The novel's subject is ostensibly the collision of the aforementioned facets of life: the trivial and the significant. Because the chapters are so short and alternate so rapidly the discordance between scenes of emotional turmoil and domestic routine are jarring and produce a sense that both of these things are farcical in their own way; the trivial is made more trivial by demonstrating the time we waste on it when there are more important things to consider, and the significant is muted by the distraction of the trivial.

Here, for example, is a scene of the mundane:

[65]

It's 6:30 in the A.M. Collie's opened my bedroom door a little. I see her eye.
"Where do you keep the paper cups for baking cupcakes?" she asks me.
I say, "This is Mars and we're on it."
"They're colored paper cups," she says.
I say, "Oh, those. They're in the drawer with my parakeets."
"Nevermind," she says, and steps in and leans against a wall.
Scooting along the wall now.
I say, "You could go out and rock the porch swing off its chains."
She heaps herself onto the end of my bed as if to climb it. "What's the difference between lying and when you're making things up?" she asks.
"I know of none," I say.
"What about stories in books?"
"They don't count," I say. "They're made of writing."
Now compare that observantly funny (but ultimately insignificant) scene with this shorter observation, which delivers a stronger emotional wallop:

[180]

I have memories of being in love with Adam, sure. Of the music we were listening to before its sound became a ting in a bucket.
To say that these are separate moods would be true; however, the narrator is one and the same. Eve's feelings of disenchantment with her husband are cutting and color all her observations about life. These two perspectives do not really need justifying because they present a beautifully rounded, realistic sense of character.

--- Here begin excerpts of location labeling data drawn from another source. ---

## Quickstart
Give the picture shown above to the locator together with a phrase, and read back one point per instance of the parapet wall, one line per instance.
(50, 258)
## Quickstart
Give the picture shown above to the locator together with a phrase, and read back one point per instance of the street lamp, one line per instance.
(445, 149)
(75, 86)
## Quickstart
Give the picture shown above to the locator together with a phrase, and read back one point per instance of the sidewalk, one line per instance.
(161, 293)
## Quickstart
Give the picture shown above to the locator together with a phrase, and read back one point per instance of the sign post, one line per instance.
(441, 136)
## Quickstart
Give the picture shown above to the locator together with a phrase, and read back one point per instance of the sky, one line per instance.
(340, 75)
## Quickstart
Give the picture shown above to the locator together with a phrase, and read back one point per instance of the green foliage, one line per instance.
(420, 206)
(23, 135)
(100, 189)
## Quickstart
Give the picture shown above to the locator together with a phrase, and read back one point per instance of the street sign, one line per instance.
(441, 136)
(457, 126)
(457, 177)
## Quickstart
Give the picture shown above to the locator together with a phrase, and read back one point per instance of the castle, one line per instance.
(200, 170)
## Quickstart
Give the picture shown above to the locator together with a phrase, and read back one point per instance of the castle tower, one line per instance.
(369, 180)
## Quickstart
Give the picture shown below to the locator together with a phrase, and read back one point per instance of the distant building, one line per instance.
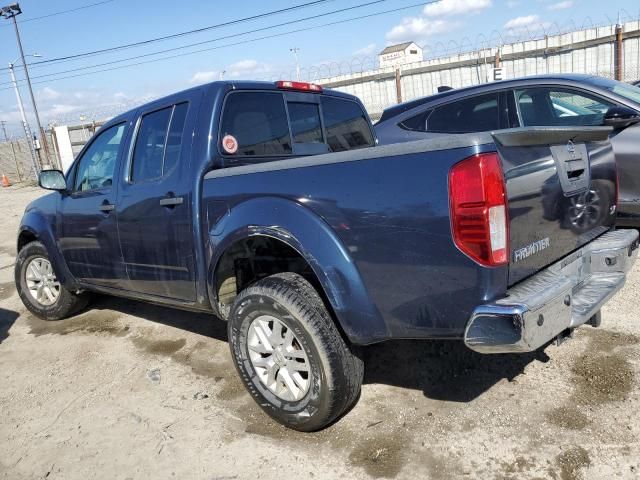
(400, 54)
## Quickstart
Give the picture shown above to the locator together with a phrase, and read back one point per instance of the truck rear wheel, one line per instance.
(38, 287)
(290, 355)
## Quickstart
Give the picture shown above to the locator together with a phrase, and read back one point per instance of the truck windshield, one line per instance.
(619, 88)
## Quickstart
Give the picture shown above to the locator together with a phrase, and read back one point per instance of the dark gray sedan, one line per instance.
(550, 100)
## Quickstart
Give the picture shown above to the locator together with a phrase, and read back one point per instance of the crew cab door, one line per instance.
(88, 229)
(155, 200)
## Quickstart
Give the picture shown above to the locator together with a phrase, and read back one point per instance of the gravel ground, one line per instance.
(127, 390)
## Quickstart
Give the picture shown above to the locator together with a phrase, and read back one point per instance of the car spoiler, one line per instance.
(530, 136)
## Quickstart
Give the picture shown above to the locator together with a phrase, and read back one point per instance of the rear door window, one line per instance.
(475, 114)
(258, 122)
(548, 106)
(346, 125)
(158, 143)
(277, 124)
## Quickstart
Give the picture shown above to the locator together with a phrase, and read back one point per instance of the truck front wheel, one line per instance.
(290, 355)
(39, 288)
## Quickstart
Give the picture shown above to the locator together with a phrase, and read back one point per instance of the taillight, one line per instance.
(478, 204)
(617, 201)
(299, 86)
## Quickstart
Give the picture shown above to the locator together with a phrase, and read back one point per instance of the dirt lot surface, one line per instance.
(127, 390)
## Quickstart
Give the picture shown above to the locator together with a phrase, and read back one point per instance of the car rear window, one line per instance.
(346, 125)
(264, 124)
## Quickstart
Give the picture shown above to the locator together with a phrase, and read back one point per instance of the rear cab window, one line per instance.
(267, 124)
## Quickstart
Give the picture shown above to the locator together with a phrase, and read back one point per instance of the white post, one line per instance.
(25, 125)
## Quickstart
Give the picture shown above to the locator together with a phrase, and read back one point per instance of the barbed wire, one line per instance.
(482, 45)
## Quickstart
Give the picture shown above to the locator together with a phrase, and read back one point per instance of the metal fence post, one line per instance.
(618, 59)
(398, 86)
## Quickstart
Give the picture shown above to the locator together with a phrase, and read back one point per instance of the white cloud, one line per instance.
(561, 5)
(204, 77)
(368, 50)
(519, 23)
(455, 7)
(417, 29)
(430, 22)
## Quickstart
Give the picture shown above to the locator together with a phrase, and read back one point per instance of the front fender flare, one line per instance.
(37, 225)
(308, 234)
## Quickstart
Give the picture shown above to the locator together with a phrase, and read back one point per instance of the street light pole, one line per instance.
(25, 125)
(295, 51)
(10, 12)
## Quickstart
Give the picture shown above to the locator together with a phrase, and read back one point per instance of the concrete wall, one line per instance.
(15, 160)
(589, 51)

The book is punctuated further by listing statistics, mostly about public facilities, about a post-Katrina New Orleans. These facts are at the very least disturbing and contribute at length to the murky tone of cherished-things-lost that pervades the novel.

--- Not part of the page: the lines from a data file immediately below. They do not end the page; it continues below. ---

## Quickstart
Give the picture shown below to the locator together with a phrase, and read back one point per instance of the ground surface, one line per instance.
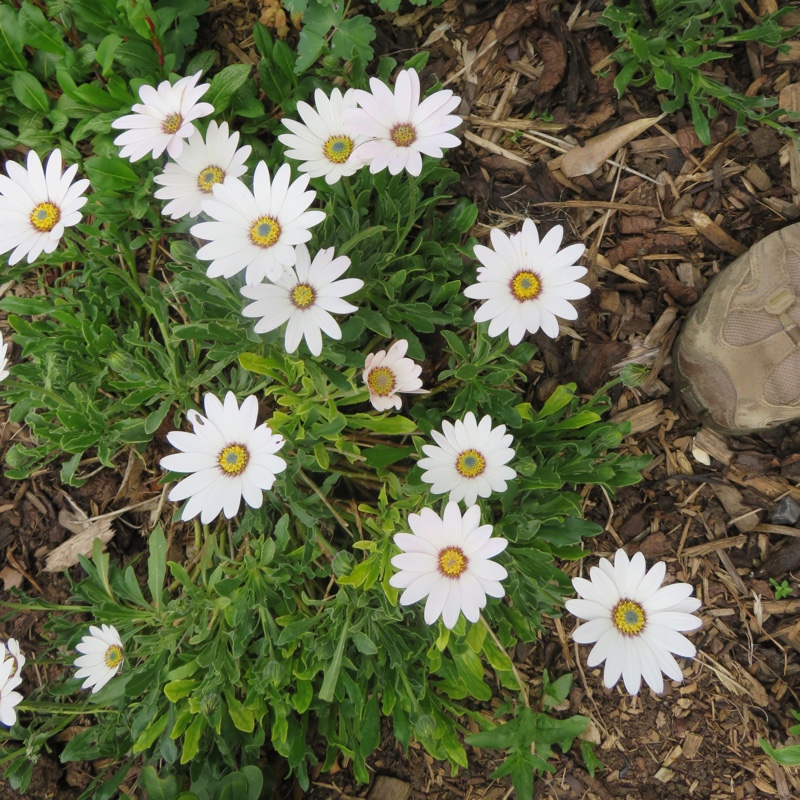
(656, 231)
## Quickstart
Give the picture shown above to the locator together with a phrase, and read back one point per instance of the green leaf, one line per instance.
(328, 690)
(150, 734)
(788, 756)
(105, 53)
(392, 426)
(157, 565)
(157, 788)
(30, 92)
(310, 47)
(353, 38)
(241, 717)
(225, 84)
(38, 31)
(176, 690)
(593, 763)
(111, 174)
(10, 41)
(191, 739)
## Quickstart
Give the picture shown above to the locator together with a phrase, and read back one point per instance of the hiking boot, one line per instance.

Framing the novel in terms of the wider perspective of exploring what it means to live in New Orleans years after the storm lends considerable gravitas to the book; it feels much less slight than Why Did I Ever but the trade-off is in creating a substantially more morose tone. What's humorous is made darkly so, and what is ruminative or nostalgic is made doubly so.

Eve seems to be a woman dissatisfied with a life that should be satisfying. Her observations are colored by her disenchantment with her husband; even her affair with his identical brother has none of the spice that hackneyed love affairs are usually flavored with; at some points in the novel Eve is unsure which brother she's bedding.

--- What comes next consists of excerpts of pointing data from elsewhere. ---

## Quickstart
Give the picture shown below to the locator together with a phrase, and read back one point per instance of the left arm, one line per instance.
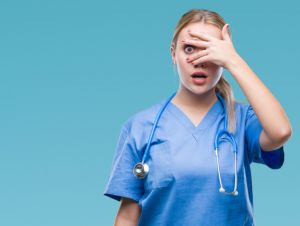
(276, 126)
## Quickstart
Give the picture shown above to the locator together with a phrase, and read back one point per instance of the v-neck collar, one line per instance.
(206, 121)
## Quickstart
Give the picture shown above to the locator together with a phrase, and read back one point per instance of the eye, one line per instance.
(188, 48)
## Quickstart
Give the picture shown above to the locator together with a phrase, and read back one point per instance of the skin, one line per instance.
(128, 213)
(216, 51)
(214, 48)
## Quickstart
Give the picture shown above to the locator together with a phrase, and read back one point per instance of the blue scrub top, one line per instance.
(182, 187)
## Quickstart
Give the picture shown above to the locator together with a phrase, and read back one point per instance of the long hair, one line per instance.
(223, 86)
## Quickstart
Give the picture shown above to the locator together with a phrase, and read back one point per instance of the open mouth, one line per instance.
(199, 75)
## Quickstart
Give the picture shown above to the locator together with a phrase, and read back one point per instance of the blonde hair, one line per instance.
(223, 87)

Eve's voice is freighted with reluctant urgency. She is attuned to the world around her and takes in its beauty ("Her champagne hair, immaculate skin, a gargantuan sweater," she observes of a friend), all the while attempting to extricate herself from it.

One D.O.A., One on the Way reads like Eve's journal, a melange of observations of the world and of half-revealed emotional truths. Reading it feels like the intrusion of reading someone's diary and is marked particularly by that sensation of the incredible distance that is maintained even when seemingly engaging in such an intimate act. What is strange, and sad, about reading a diary is in how much is left out - reading between the lines of someone's painfully real emotional experiences. Robison creates the sensation of feeling close to someone while remaining distant, of knowing someone but not wholly, of understanding the why's of someone's life, but not exactly the what's.

The experience of reading One D.O.A., One on the Way is steeped in melancholy, but it is the kind of melancholy I am most familiar with: nostalgic for what once was and can no longer be, acutely observant of the comedies of life, appreciative of the vast, heartbreaking beauty of what it means to live.